9.5 Proportional hazard models
For the Exponential distribution, with \(x\) is an indicator variable, the hazard function: \[h(y)=\theta=\exp(x^{T}\beta)=\exp(\beta_0+\beta_1 \ x)\propto \exp(\beta_1 \ x)\] For the Weibull distribution, the hazard function is: \[h(y)\propto\lambda \theta y^{\lambda-1}=\lambda y^{\lambda-1} \ \exp(\beta_0+\beta_1 \ x)=h_0(y)\ \exp(\beta_1 \ x)\] The ratio \[\frac{h^{(x=1)}(y)}{h^{(x=0)}(y)}=\frac{\exp(\beta_1 \ 1)}{\exp(\beta_1 \ 0)}=\exp(\beta_1)\] is called the hazard ratio for presence or absence of exposure to \(x\).

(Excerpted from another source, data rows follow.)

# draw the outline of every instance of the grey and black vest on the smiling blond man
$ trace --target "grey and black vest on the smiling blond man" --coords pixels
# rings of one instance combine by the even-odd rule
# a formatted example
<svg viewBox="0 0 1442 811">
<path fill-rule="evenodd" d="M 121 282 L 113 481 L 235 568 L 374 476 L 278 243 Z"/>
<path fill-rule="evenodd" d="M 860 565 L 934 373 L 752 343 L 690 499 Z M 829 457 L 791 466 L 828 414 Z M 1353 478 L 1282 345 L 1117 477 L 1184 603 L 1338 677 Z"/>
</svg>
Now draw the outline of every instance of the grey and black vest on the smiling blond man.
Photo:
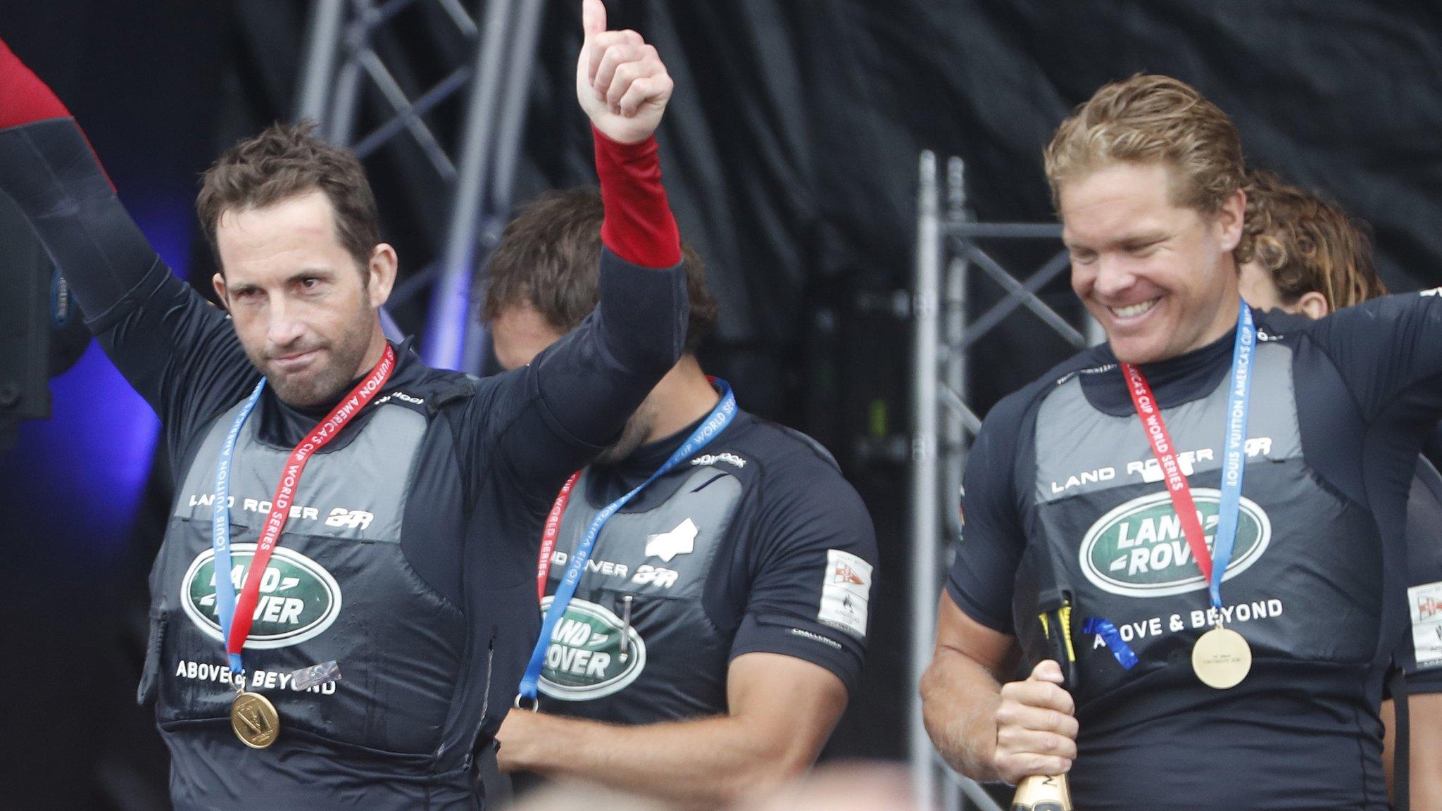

Example of remission time.
\(x=0\) indicates that placebo has been given to the patient and \(x=1\) indicates that a treatment (specific drug) has been given to the patient. The hazard ratio \(\frac{h^{(x=1)}(y)}{h^{(x=0)}(y)} \simeq 1/4\) indicates that the drugs is helping patients as they are 4 times more likely to ‘Fail’ (i.e. remission time ending) when they take the placebo.